A blind BBC reporter chased and caught a mugger who stole his mobile phone, jumping on the “gentleman” and calling 999.
Tweeting a picture of an injured leg, Sean Dilley said the handset was “snatched” from him by a man on a bike.
He “gave immediate chase”, adding: “I took a running jump and dived on the thief and knocked him off his bike and onto the floor.”
Once he had caught the suspect, he placed his “body weight across his legs and his wrists”.
Explaining that he “knows the legals”, he “used reasonable force to detain (the suspect) under S3 criminal law act, 1967”.
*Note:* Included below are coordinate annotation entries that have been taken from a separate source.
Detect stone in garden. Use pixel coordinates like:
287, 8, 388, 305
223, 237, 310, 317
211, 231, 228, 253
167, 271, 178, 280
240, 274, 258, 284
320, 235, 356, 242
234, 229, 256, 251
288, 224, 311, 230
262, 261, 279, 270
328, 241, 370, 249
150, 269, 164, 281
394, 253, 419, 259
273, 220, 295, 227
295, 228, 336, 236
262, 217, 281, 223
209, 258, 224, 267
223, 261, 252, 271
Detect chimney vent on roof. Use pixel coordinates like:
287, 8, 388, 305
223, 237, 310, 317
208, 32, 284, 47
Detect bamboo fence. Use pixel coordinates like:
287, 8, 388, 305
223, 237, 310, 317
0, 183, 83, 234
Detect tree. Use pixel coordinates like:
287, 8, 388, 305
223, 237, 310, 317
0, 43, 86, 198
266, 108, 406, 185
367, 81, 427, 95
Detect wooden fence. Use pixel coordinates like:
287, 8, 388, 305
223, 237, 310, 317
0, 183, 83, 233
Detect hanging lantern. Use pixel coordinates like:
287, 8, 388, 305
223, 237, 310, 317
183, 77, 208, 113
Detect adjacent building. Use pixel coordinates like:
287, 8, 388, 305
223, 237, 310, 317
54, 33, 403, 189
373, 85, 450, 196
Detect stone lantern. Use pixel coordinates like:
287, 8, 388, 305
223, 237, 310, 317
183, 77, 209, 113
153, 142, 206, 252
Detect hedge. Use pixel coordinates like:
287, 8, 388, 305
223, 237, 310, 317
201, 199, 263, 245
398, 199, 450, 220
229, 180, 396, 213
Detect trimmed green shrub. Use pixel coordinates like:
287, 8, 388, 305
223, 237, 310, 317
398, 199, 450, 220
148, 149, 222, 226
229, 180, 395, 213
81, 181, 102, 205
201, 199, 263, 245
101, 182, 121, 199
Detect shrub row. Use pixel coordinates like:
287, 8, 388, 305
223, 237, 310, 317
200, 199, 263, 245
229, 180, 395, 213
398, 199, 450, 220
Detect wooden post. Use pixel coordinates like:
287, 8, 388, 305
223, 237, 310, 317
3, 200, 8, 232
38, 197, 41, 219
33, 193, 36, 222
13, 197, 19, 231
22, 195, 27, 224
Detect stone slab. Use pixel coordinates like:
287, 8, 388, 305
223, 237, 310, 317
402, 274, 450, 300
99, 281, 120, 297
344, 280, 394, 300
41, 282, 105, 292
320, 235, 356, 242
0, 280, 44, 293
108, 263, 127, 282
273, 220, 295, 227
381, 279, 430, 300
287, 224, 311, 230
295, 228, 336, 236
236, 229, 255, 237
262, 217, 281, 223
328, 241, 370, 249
He recovered his phone, “advised” the thief he had been detained and called the police, letting go of the suspect after a few minutes, but only when others had arrived to help.
He hopes the “gentleman” will “reconsider his career choices”, noting that he targeted the “wrong blind person” on the “wrong day”.
Dilley suspects he was targeted because he is blind, has been left with “quite a few cuts and bruises”, and is “quite sore”.
While admitting that what he did was risky, he said he’d worked very hard to pay for his iPhone 14 pro and thinks the “gentleman had the shock of his life”.
He added, however: “The best advice is that no property is worth risking your life for. That’s what I did today and I’m stupid. Just instinctive I think.”
It reportedly happened while he was getting a coffee during a night shift at the BBC in central London.
Three police officers are said to have walked him back to the newsroom.